Essa ideia de anistia é tão atual que Evandro Lins e Silva – jurista e membro da

Academia Brasileira de Letras, falecido em 2002 – definiu o verbete “Anistia” para o

Dicionário Histórico Biográfico Brasileiro (DHBB) em 2001: “anistiar representa o

esquecimento do fato ou fatos que trouxeram a perturbação da ordem vigente, é o oblívio, é

apagar da lembrança o acontecimento violador da lei penal” (Cf. LINS E SILVA, 2001, vol.

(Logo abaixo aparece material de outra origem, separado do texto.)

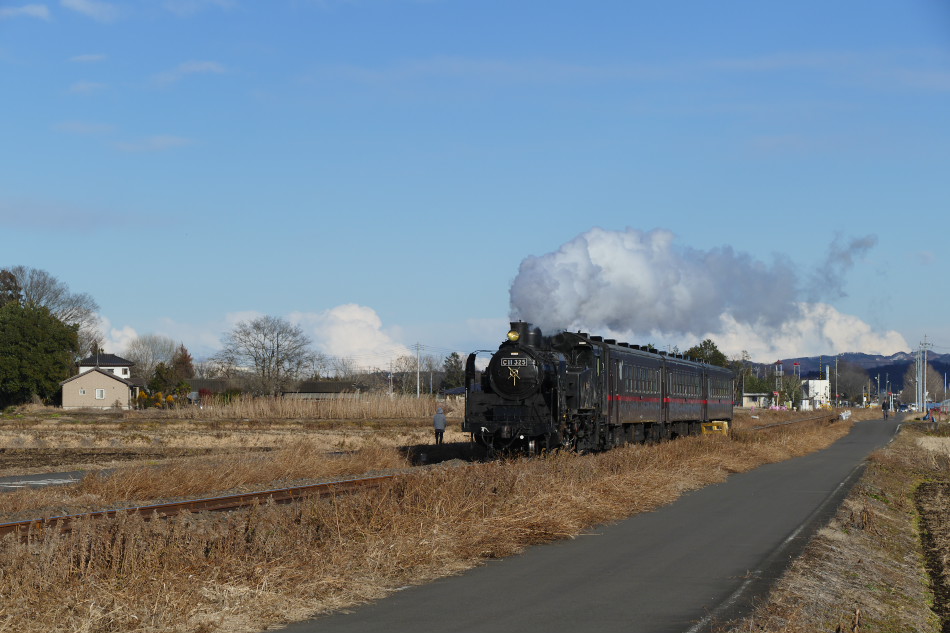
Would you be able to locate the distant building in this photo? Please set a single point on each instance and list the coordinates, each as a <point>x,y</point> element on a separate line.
<point>108,362</point>
<point>98,388</point>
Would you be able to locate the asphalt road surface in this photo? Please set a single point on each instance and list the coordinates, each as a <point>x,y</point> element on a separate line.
<point>16,482</point>
<point>682,568</point>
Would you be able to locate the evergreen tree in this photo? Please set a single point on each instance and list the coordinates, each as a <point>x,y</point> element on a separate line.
<point>36,353</point>
<point>708,352</point>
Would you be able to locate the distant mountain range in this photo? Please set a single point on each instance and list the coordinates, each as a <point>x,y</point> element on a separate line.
<point>894,366</point>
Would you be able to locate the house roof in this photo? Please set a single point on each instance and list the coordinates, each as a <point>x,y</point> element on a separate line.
<point>108,374</point>
<point>105,360</point>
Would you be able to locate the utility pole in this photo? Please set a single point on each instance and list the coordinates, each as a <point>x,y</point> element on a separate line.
<point>836,381</point>
<point>418,367</point>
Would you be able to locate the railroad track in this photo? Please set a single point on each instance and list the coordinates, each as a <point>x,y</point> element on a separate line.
<point>31,529</point>
<point>35,528</point>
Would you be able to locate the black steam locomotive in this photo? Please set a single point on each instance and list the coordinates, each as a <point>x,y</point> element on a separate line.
<point>586,393</point>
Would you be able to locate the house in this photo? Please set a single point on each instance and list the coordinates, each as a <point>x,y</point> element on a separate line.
<point>758,400</point>
<point>98,388</point>
<point>109,362</point>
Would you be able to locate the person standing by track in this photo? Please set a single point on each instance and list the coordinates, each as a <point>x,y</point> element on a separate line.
<point>438,422</point>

1, p. 255 apud RODEGHERO, 2009, p. 134).

Anos mais tarde, Heloísa Greco (2003, p. 403), que redigiu uma tese sobre a luta dos

CBAs pela anistia e foi militante da causa, diferentemente da concepção inicial apresentada

pelo MFPA, afirma que “a dimensão trágica da anistia foi a vitória da concepção de anistia

como esquecimento”. Mas, é preciso atentar para os diferentes contextos em que lutavam o

MFPA e os CBAs: “não há como cobrar, por exemplo, que aqueles grupos de mulheres que

alçaram a bandeira da anistia em 1975 tivessem em seu discurso uma radicalidade parecida

com a que marcou o discurso dos CBAs, em 1978 e 1979” (RODEGHERO, 2009, p.138).

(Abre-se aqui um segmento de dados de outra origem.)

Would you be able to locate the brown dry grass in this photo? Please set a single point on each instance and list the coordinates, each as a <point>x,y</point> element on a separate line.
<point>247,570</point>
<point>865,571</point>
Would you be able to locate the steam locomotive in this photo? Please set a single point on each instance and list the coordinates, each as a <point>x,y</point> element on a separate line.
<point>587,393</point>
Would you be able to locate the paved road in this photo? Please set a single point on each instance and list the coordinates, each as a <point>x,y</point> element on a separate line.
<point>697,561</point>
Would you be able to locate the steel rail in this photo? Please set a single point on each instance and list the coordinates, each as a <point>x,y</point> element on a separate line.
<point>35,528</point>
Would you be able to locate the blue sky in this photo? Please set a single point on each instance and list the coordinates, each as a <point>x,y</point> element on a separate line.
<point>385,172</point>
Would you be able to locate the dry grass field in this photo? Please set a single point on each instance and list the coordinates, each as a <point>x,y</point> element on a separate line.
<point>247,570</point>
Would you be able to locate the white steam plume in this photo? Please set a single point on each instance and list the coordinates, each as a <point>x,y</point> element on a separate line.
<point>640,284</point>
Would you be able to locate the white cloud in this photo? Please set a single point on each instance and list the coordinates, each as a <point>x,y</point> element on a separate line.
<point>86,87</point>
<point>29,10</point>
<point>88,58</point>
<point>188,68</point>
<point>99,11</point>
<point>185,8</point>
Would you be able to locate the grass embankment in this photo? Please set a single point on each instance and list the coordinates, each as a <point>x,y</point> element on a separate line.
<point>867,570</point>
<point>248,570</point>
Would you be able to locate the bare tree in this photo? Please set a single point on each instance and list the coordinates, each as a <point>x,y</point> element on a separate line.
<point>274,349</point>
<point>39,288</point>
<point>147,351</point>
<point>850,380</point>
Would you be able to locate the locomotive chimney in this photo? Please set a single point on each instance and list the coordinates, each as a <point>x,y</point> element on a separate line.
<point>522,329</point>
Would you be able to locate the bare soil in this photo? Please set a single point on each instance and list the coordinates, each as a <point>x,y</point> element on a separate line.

Indo além, Peri Bevilacqua – que fazia parte do Superior Tribunal Militar (STM) e foi

expulso das Forças Armadas e do STM depois do AI-5 –, em palestra proferida na

Assembleia Legislativa do Rio Grande do Sul em homenagem ao lançamento do Comitê

Unitário pela Anistia do Rio Grande do Sul (CBA) – entendia que uma anistia justa seria

aquela que fosse, além de ampla, geral e irrestrita, recíproca:

[...] os torturadores de presos políticos, por exemplo, deverão ser abrangidos pela anistia, mesmo que as consequências do seu procedimento criminoso tenham sido a morte de suas vítimas. E os subversivos que, por motivos políticos, hajam cometido crimes semelhantes ou atentados contra a vida, em ações ditas, geralmente, terroristas, também deverão, no interesse da paz social (Bevilacqua, 1978, p. 10 apud RODEGHERO, 2009, p. 135).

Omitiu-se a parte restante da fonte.